Small Businesses Leading the Way in Clean Energy Innovation

By Andrea Buffa in Apollo News Service, February 10 2010

Internet giant Google is the poster child for demonstrating that revolutionary technologies can be developed by a small number of people on a limited budget. The company, whose name is now a household word and whose net profits exceeded $6 billion last year, was incorporated in a garage by Stanford Ph.D. students who were doing a dissertation on search engine development.

In the world of clean energy, no one knows yet which companies will be the equivalents of Google, creating the technological breakthroughs that will change the course of U.S. energy history. But the Department of Energy is trying to ensure that at least some companies get a leg up in their efforts to win that coveted title. In November 2009, the DOE awarded 125 grants of up to $150,000 each to more than 100 small businesses that are working to develop new technologies to decrease carbon pollution and increase energy efficiency. “Small businesses are drivers of innovation and are crucial to the development of a competitive clean energy U.S. economy,” said U.S. Energy Secretary Steven Chu in the DOE’s announcement of the awards.

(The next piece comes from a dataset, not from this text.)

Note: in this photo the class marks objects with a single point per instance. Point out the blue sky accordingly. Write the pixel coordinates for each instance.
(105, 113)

The funding for the awards, which totaled more than $18 million, was made available through the American Recovery and Reinvestment Act (ARRA). The ARRA funding augmented two existing programs called Small Business Innovation Research (SBIR) and Small Business Technology Transfer (STTR) through which federal agencies with large research and development budgets, like the Departments of Energy and Defense and the National Institutes of Health, set aside a small fraction of their funding to go toward competitive grants for small businesses.